Absolute value is a concept that represents the distance of a number from zero on a number line. It is always expressed as a positive number, regardless of whether the original number is positive or negative. For example, the absolute value of both \(-8\) and \(8\) is \(8\). This is because both are exactly 8 units away from zero.

Absolute value is denoted by two vertical bars around the number, like this: \(|-8| = 8\) and \(|8| = 8\). It helps us understand the magnitude of a number without considering its direction or sign. This concept is especially useful in integer multiplication, where you initially ignore the signs to multiply the base values. Once you have the result of the absolute values, you can then apply the correct sign based on the rules for multiplying integers.

Negative numbers are numbers less than zero and are represented with a minus sign in front of them (e.g., \(-8\)). They are located to the left of zero on the number line. The further left you go, the smaller the value becomes.

When dealing with multiplication, remember:

• Multiplying two negative numbers results in a positive number. This is because the negatives cancel each other out.
• Multiplying a negative number by a positive number results in a negative number, as the sign of the negative number dominates.

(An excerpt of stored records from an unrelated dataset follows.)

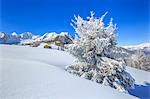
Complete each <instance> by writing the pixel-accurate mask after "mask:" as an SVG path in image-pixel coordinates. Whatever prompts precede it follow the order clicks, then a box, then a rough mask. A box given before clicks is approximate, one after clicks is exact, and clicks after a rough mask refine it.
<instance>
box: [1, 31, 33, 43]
mask: <svg viewBox="0 0 150 99" xmlns="http://www.w3.org/2000/svg"><path fill="white" fill-rule="evenodd" d="M32 37H33V34H32V33H30V32H24V33H22V34H17V33H16V32H13V33H12V34H6V33H4V32H0V44H18V43H20V41H21V40H26V39H32Z"/></svg>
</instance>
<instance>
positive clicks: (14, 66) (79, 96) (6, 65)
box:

In our exercise, \(-8\) is negative. When multiplied by \(7\), a positive number, the result is \(-56\). This maintains the rule that a negative times a positive is negative.

Positive numbers are numbers greater than zero and do not have a sign in front of them (e.g., \(7\)). They are found to the right of zero on the number line. Positive numbers indicate quantities that increase or positive balances.

In multiplication, positive numbers follow straightforward rules:

• Multiplying two positive numbers results in a positive product.
• When multiplying with a negative number, the result is dictated by the negative number's sign.

In the given expression \((-8)(7)\), 7 is positive. Despite this, because of the presence of a negative factor (\(-8\)), the product remains negative. Understanding this dynamic is critical in mathematical operations.